What, then, if not her labor, does woman offer in the exchange market that gives her her “living”? Gilman put no gloss upon it—it is sex—her function as a sexual commodity. It is for this reason, she argued, that sexuality is so exaggerated in woman; it becomes her only significant characteristic, whereas in other animals it is only one of the female’s species characteristics. It is for this reason that her difference from a man is insisted upon from infancy, the likeness minimized, and the demand for the accoutrements of femininity—clothes, ornaments—becomes so obsessive and inordinate, especially among the wealthy. The positions of the prostitute and wife are based on the same bargain: “the transient trade we think evil. The bargain for life we think good,” said Gilman. Not unreasonably were women referred to as “the sex,” she noted.
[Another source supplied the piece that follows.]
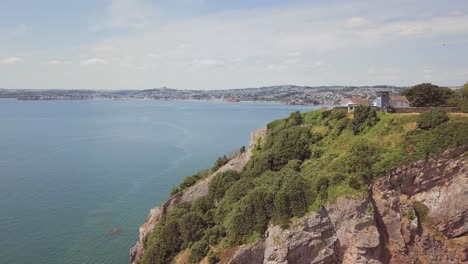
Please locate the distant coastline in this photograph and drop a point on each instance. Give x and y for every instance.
(289, 94)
Gilman’s commiseration went beyond the stunted specialized being, the human female. In man, too, sexuality had been hypertrophied, his human quality reduced. The loss of the gentler “female” traits by the man, the excessive demand placed on him to maintain others besides himself, perverts him—and perverts society. “Between the brutal ferocity of excessive male energy struggling in the market-place and the unnatural greed generated by the perverted condition of female energy, it is not remarkable that the industrial evolution of humanity has shown peculiar symptoms.” Women, concentrating on their limited “duties,” have devoted themselves to their family’s physical needs, exaggerating the importance of the satisfactions they serve. We are, in a word, depraved. In the woman cowardice (disgraceful in a man) is encouraged, personal vanity and ignorance (if she is intelligent we say she has a “masculine mind) are praised. In a man it is brutality, selfishness, pride, gluttony (“the way to a man’s heart is through his stomach”). In the young of either sex an expectation of what we now call “instant satisfaction” of the most trivial craving is cultivated by mothers who have no other function than to feed and cosset.

Nothing in the above is startling except that it was said eighty-two years ago. Gilman was the first feminist to focus her attention upon the most sacred institution of her society, the home, and call for its near-demolition. All household work, she felt, must be relocated leaving it only as a place of rest and retreat—the functions of the kitchen and the nursery could be centralized elsewhere and performed by experts, even the maintenance of interiors handled by teams of professionals exactly as streets are. There was, of course, no movement for such changes. America would remain home-centered—and this despite the development of labor-saving devices which would supposedly “free” the housewife. Gilman did not see that what she called for would require a major socialization of vast areas of life, an availability to all of communal alternatives tuned to such a pitch as has never been realized in Western society save on the most restricted scale. She was a middle-class idealist, a Beecher; her socialism was utopian. And perhaps it gives a hint of her limitations, like an ugly squint in her good keen eye, that she did not like the poor when she met them in the neighborhood of Hull House. She had a particular distaste for immigrants and fled New York City to settle, gratefully, in Norwich, Connecticut, among “native stock.” And yet, “How she knew!”